Modularizing authentication
rwegener2 opened this issue · 1 comments
The Problem
The authentication method that exists right now is inherently tied to the Query
class because the .earthdata_login()
method is a method on that class. That has led to passing ._session
values from Query
objects to Variables
objects as needed.
As the cloud read effort develops, additional modules, such as Read
, will also need to authenticate. Because of this I would like to propose that we make authentication in the repository more modular, so it can be more easily extended to different classes.
Possible Solutions
Both of the ideas below create an EarthdataAuth
class. This class would have the existing earthdata_login()
functionality within it.
1 - Inheritance
We could create an class called EarthdataAuth
that holds the ._auth
, ._session
, and ._s3login_credentials
attributes that currently get created in Query
. Query
, Variables
, and other classes could then be subclasses of the EarthdataAuth
superclass.
Pros/Cons: After some reading it seems that isn't exactly the type of relationship we want to convey. The set of complexity added by a new level of inheritance feels disproportionate to the fairly simple need to keep track of 2-3 attributes and one function. The pro of this solution, however, is that I believe we could it up such that nothing about the user experience changes.
2 - Creating EarthdataAuth
as a class that other objects have as an attribute
Query
and other related objects could have an .auth
attribute that is an instance of EarthdataAuth
. EarthdataAuth
can get created either by calling the earthdata_login()

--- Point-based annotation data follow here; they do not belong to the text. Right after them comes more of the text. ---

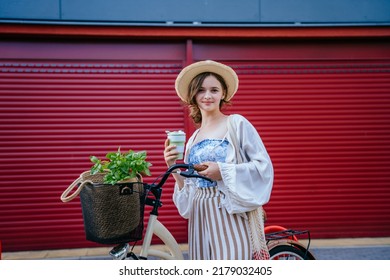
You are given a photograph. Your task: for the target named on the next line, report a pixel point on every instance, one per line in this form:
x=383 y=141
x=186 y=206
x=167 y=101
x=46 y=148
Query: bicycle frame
x=276 y=236
x=156 y=227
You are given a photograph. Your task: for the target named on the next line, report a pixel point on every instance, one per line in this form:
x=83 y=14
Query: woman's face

function, or automatically when a user needs authentication. The user (or the internal code) would access attributes like ipx.Query.auth._session
.
Pros/Cons: I think this solution could simplify our internal code and at least for me it is more intuitive than inheritance (that may just be me, though). The con of this solution is that it would change how the user authenticates, either by removing that step all together or by requiring they switch to ipx.Query.auth.earthdata_login()
.
Questions
- Any opinions about which of the two options to pursue? I am leaning toward the second one, but could be otherwise convinced. @JessicaS11
- Is there a reason that we prefer to ask users to run the
earthdata_login()
function themself? Are we interested in setting up the workflow such that the user is prompted for login credentials only when the execute a function that requires authentication? I think that could happen fairly easily on our end, but it would change the user experience.
Code
- this commit on the
move_auth
branch shows a wip example of approximately what the inheritance method could look like (method no. 1 above). I got that far and had some issues. I think the ordering of classes was causing different ._session objects to overwrite each other. That's when I starting thinking about if method no. 2 above would be simpler.

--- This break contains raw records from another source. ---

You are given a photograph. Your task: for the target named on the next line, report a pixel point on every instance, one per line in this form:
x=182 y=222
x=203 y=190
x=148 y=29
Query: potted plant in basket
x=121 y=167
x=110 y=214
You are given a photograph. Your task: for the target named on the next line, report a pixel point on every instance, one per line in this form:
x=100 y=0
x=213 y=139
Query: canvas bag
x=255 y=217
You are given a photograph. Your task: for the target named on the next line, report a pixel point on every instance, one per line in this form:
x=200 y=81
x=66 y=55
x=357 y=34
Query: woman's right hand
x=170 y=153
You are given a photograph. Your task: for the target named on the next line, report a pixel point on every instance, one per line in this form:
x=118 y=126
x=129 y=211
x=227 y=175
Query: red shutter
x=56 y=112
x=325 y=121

Thanks for this great writeup @rwegener2! Of the two solutions you propose, I would definitely lean towards the second one. We actually not too recently removed our own Earthdata
module, instead building out a similar set of auth methods directly in earthaccess (and also gaining the improved cloud and multi-DAAC auth already built in to that library). In that line of thinking, I wonder if - rather than create an internal EarthdataAuth class - we could simply leverage the earthaccess auth object directly, more or less as is done in Query.earthdata_login()
. Then the challenge turns back into your comment below.
Is there a reason that we prefer to ask users to run the earthdata_login() function themself?
The short answer is this is a legacy from the early days of programmatic data access. In many cases, particularly for tutorials, the primary mode of authentication was interactive (and there was no icepyx or earthaccess wrapping the manual sending of auth info with a request
and response
sequence, so users needed to add their credentials to the dict themselves). Thus, even once we added automatic auth options we wanted it to be clear to the user this was happening and didn't want to break existing workflows, so we did not make earthdata_login()
private. However, if the user calls Query.download()
and has not logged in, this will be called automatically, so they are not explicitly required to run it themselves.
Are we interested in setting up the workflow such that the user is prompted for login credentials only when the execute a function that requires authentication? I think that could happen fairly easily on our end, but it would change the user experience.
I think this is the way to go, and I think we could implement it without changing the user experience. For classes that might need auth, we can include it as part of the init as you showed in the Variables module in your linked commit. Rather than directly passing in a ._session
(as is done now), the auth object can be passed and we can use auth.get_session()
. This will also help us be better positioned to adopt more earthaccess functionality in the future (e.g. using it to interact with CMR, which we currently still do "manually" by sending requests).